Muswell Hill actor Claire Skinner stars in a revival of the late Belsize Park playwright Peter Nichols’ taboo busting drama about raising a severely disabled child

Ham & High: Storme Toolis in A Day In The Death of Joe Egg at Trafalgar Studios picture credit: Marc BrennerStorme Toolis in A Day In The Death of Joe Egg at Trafalgar Studios picture credit: Marc Brenner (Image: Archant)

The tag 'the mum from Outnumbered' is perhaps destined to follow Claire Skinner around, despite her widely acclaimed stage and screen work.

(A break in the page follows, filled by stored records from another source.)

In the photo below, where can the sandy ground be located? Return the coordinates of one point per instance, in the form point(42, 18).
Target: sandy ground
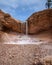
point(25, 54)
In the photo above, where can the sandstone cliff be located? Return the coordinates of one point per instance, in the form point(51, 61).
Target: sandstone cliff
point(40, 21)
point(9, 23)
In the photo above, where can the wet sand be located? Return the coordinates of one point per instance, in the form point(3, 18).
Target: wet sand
point(24, 54)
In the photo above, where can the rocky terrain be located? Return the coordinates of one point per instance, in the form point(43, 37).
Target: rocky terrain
point(40, 21)
point(40, 25)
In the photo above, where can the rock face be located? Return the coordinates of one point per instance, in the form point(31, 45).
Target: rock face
point(40, 21)
point(37, 22)
point(7, 22)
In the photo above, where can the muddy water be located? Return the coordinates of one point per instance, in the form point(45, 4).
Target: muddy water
point(22, 39)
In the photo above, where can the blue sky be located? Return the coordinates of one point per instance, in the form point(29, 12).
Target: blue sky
point(22, 9)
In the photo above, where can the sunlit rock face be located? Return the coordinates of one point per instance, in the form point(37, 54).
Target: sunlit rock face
point(40, 21)
point(7, 22)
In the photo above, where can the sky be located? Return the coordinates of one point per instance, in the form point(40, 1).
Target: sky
point(22, 9)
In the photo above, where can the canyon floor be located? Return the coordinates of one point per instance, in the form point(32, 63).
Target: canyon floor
point(34, 49)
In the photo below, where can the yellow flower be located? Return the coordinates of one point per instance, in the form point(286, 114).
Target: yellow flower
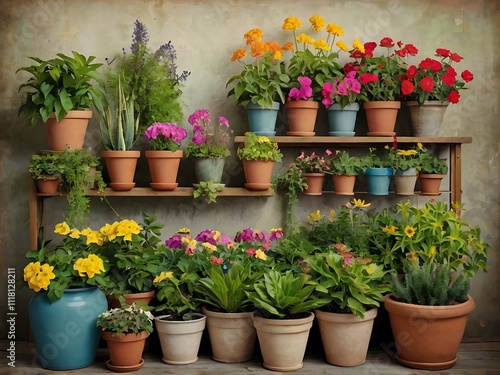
point(291, 23)
point(314, 216)
point(253, 35)
point(62, 228)
point(335, 29)
point(162, 276)
point(389, 229)
point(360, 203)
point(409, 231)
point(238, 54)
point(358, 45)
point(342, 45)
point(317, 22)
point(126, 228)
point(209, 246)
point(304, 38)
point(321, 44)
point(259, 254)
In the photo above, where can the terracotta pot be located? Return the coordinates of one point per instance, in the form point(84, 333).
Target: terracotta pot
point(49, 185)
point(121, 167)
point(314, 183)
point(345, 337)
point(381, 117)
point(163, 167)
point(427, 337)
point(125, 350)
point(70, 132)
point(180, 340)
point(283, 341)
point(258, 174)
point(301, 116)
point(130, 298)
point(430, 183)
point(426, 119)
point(343, 184)
point(232, 335)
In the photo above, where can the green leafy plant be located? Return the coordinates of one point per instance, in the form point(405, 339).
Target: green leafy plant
point(285, 295)
point(208, 190)
point(353, 284)
point(60, 85)
point(430, 285)
point(225, 290)
point(259, 147)
point(263, 81)
point(42, 166)
point(150, 79)
point(126, 319)
point(118, 122)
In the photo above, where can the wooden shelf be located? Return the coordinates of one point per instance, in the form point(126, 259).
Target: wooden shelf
point(357, 141)
point(179, 192)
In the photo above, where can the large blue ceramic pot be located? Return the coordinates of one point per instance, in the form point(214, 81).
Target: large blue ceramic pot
point(65, 331)
point(261, 120)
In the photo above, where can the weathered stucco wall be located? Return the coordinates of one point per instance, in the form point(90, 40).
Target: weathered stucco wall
point(205, 34)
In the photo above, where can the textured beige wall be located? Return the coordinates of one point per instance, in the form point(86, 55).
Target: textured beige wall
point(205, 33)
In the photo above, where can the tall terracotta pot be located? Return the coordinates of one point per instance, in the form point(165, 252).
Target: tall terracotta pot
point(163, 167)
point(125, 350)
point(314, 183)
point(232, 335)
point(381, 117)
point(301, 116)
point(180, 340)
point(343, 184)
point(283, 341)
point(258, 174)
point(426, 119)
point(345, 337)
point(70, 132)
point(427, 337)
point(430, 183)
point(121, 167)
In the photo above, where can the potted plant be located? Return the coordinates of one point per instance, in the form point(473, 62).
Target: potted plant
point(301, 111)
point(47, 170)
point(258, 155)
point(67, 279)
point(381, 81)
point(341, 97)
point(209, 146)
point(259, 86)
point(405, 164)
point(125, 330)
point(344, 168)
point(119, 128)
point(434, 83)
point(431, 173)
point(164, 158)
point(356, 286)
point(446, 252)
point(60, 93)
point(284, 302)
point(149, 78)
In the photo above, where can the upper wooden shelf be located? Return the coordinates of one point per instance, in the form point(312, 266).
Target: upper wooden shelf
point(300, 141)
point(179, 192)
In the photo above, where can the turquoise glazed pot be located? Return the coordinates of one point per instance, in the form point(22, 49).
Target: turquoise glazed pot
point(342, 121)
point(378, 180)
point(262, 121)
point(65, 331)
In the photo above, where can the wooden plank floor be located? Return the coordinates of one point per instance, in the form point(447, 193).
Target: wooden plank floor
point(475, 359)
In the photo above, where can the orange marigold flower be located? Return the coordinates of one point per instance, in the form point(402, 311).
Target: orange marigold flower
point(238, 54)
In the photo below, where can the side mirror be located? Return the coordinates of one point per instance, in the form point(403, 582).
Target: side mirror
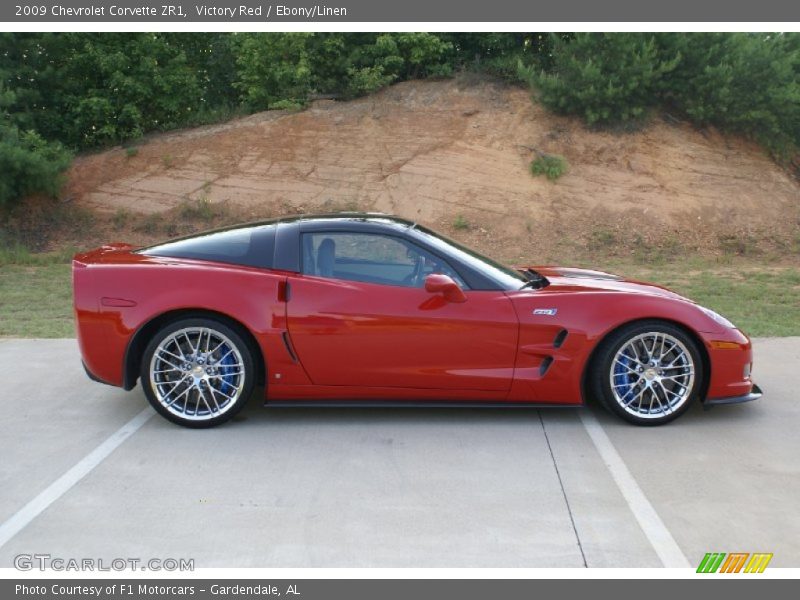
point(438, 283)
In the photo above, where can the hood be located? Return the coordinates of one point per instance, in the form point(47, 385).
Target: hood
point(577, 280)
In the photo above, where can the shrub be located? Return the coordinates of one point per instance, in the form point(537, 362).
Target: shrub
point(551, 166)
point(460, 223)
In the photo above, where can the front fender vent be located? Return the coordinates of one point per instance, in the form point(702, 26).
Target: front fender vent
point(559, 339)
point(548, 360)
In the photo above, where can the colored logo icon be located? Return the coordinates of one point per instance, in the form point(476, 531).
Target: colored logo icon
point(735, 562)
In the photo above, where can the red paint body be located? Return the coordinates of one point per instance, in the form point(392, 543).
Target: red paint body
point(324, 338)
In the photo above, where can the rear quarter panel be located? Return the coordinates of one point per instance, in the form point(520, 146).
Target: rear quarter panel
point(115, 296)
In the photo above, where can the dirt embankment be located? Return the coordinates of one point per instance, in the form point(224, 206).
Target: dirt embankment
point(452, 151)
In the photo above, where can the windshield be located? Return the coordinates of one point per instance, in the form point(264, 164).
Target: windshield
point(507, 277)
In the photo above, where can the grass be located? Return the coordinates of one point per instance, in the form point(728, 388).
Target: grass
point(36, 300)
point(36, 295)
point(760, 300)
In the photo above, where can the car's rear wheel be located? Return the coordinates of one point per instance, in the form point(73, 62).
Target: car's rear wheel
point(648, 372)
point(197, 372)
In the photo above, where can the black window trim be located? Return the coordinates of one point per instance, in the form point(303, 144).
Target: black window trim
point(376, 231)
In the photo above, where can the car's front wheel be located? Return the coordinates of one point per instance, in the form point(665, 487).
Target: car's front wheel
point(197, 372)
point(648, 372)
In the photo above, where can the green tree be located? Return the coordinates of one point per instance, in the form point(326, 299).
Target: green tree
point(603, 77)
point(29, 164)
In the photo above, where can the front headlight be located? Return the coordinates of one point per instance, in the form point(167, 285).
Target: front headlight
point(717, 317)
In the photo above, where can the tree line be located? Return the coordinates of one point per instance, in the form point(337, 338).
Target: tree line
point(62, 93)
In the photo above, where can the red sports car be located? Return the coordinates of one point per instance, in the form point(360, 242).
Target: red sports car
point(356, 309)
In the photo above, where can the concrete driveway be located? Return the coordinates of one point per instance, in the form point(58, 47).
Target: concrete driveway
point(86, 472)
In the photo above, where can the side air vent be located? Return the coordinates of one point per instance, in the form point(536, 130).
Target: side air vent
point(287, 342)
point(545, 365)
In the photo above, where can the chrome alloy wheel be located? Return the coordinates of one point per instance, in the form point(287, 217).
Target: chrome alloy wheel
point(652, 375)
point(197, 373)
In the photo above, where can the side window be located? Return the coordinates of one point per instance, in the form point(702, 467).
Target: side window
point(371, 258)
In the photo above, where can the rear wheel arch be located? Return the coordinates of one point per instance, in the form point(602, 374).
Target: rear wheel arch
point(701, 347)
point(141, 338)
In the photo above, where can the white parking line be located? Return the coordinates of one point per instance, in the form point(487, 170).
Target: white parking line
point(19, 520)
point(653, 527)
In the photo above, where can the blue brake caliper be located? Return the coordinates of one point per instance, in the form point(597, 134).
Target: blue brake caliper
point(226, 369)
point(622, 377)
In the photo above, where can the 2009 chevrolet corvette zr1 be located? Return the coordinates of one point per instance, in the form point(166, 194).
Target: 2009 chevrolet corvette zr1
point(364, 308)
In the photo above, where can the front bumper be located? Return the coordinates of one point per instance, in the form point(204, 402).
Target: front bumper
point(754, 394)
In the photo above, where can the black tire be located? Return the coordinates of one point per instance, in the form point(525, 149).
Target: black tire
point(211, 381)
point(688, 381)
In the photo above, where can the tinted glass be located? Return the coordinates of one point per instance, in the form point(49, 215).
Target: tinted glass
point(370, 258)
point(247, 246)
point(506, 276)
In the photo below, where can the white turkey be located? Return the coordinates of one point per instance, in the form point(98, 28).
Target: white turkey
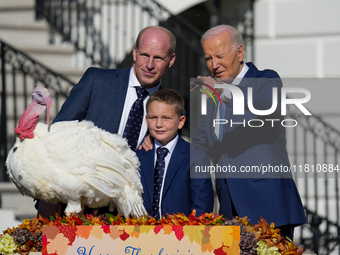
point(73, 162)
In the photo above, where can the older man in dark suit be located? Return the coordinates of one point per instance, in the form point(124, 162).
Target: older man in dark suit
point(273, 196)
point(106, 96)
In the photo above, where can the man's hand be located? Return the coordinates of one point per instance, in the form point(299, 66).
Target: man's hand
point(211, 82)
point(147, 144)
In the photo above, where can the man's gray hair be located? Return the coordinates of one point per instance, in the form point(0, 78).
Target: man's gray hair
point(235, 36)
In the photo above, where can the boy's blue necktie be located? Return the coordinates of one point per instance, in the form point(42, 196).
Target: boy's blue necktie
point(158, 179)
point(135, 120)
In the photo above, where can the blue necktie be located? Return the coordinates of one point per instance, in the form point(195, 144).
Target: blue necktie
point(222, 116)
point(158, 179)
point(135, 120)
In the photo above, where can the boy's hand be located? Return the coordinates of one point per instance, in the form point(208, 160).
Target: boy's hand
point(147, 144)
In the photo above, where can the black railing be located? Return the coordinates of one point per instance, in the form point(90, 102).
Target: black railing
point(314, 148)
point(20, 74)
point(106, 29)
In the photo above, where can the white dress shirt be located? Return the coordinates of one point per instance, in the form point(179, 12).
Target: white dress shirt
point(130, 98)
point(170, 146)
point(226, 95)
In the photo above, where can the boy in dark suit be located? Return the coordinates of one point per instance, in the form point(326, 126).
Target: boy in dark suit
point(165, 170)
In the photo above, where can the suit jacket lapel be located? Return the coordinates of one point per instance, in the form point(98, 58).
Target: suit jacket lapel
point(147, 161)
point(174, 164)
point(120, 83)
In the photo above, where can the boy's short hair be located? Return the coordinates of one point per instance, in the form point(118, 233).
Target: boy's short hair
point(168, 96)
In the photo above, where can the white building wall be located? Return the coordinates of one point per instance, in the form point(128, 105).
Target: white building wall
point(298, 38)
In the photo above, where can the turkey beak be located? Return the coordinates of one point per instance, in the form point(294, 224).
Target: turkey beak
point(48, 102)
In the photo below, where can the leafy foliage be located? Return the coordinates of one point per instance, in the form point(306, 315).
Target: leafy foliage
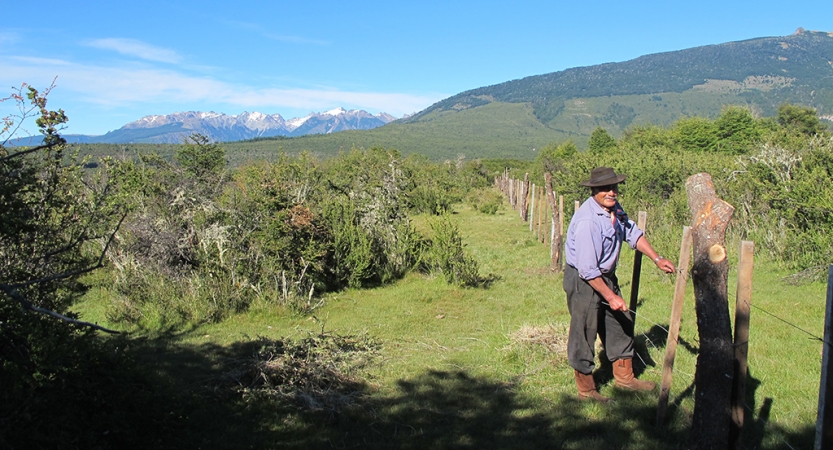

But if the 54-year old has recently been in the news for airing her relationship with sit-com co-star Hugh Dennis, her latest role sees her play another mother - this time to a severely disabled child.

Peter Nichols' pitch black tragi-comedy A Day In The Death of Joe Egg portrays parents Bri and Sheila struggling to hold their marriage together as they care for wheelchair bound daughter Jo.

Written in 1967, the play is daring in having the couple perform comic routines, and Vaudeville-style patter that confronts taboos around disability.

"It's still quite challenging," says the Muswell Hill actress.

"Even in going from direct address to farce and back to more normal scenes, you can feel the audience having to change gear.

"It's also very confronting, you can almost hear the audience say 'are we allowed? How do we respond? There have been adjustments to the text, some of the expressions are distracting to hear today, but you can't totally take away the truth of a play."

That all makes it "incredibly challenging" for a performer.

"I knew it would be, I could see from the page 'this will be hard.'. I quite like to do things like that, but now we are in previews it's completely terrifying. I've been saying to Patricia (Hodge) 'why do we keep doing it? It must be part of an actor's make-up."

Nichols based the play on personal experience of his disabled daughter Abigail, who died aged 10. He lived for years in Belsize Park, but he died earlier this month before seeing the latest revival of his breakthrough play, which was turned down by West End venues for using laughter to discuss disability.

Hampstead director Michael Blakemore has said the board at the Glasgow Citizens where it debuted thought it a "sick comedy". And at a time when plays were still censored, the Lord Chamberlain suggested that Jo be played by a dummy so as not to alarm audiences. Past productions have cast able-bodied or child actors, but the Trafalgar Studios revival sees Storme Toolis as the first disabled actor to play the role.

Like Jo she has cerebral palsy. "She's eloquent on the subject and says her impairment is very different to Jo's but she brings an understanding to it that's been invaluable and I think she brings reality onto that stage."

In rehearsal, the cast met the mothers of disabled children.

"Attitudes towards disability have changed there's better facilities, but they are still talking about the same things; battling with NHS red tape, what happens to a marriage, and how a relationship suffers because of depression and isolation."

While Bri relies on black humour to deal with his despair and wants Jo taken into care, Sheila nurses hope of a miraculous recovery. The play thrums with the tension between their two responses, and Skinner thinks that using humour to cope with desperation was Nichols' way of "uttering the worst thing you could think of out loud".

"There are these outside characters who watch them perform this marital dysfunction but what's touching are the glimpses of how brilliant their marraige has been. There's no doubting the huge love in this family. It's just gone awry."

She praises co star Toby Stephens for harnessing both Bri's darker depths and his "wild sense of humour and sense of the ridiculous".

But her own turns in comic roles like Outnumbered's Sue Brockman, and straight parts in Florian Zeller's The Father mean she can also handle the gear shifts.

"You're not just a comedy or a tragedy actor," says Skinner. "You are trying to play the truth of a character using different aspects of your personality. Sheila has a fierce mother's love and an absolute stubborn determination for there to be something hopeful from this situation. I am naturally quite pessimistic so it's quite nice to play an optimist.

"The play is about two people struggling with being human and that's what we go to the theatre for. To find that connection."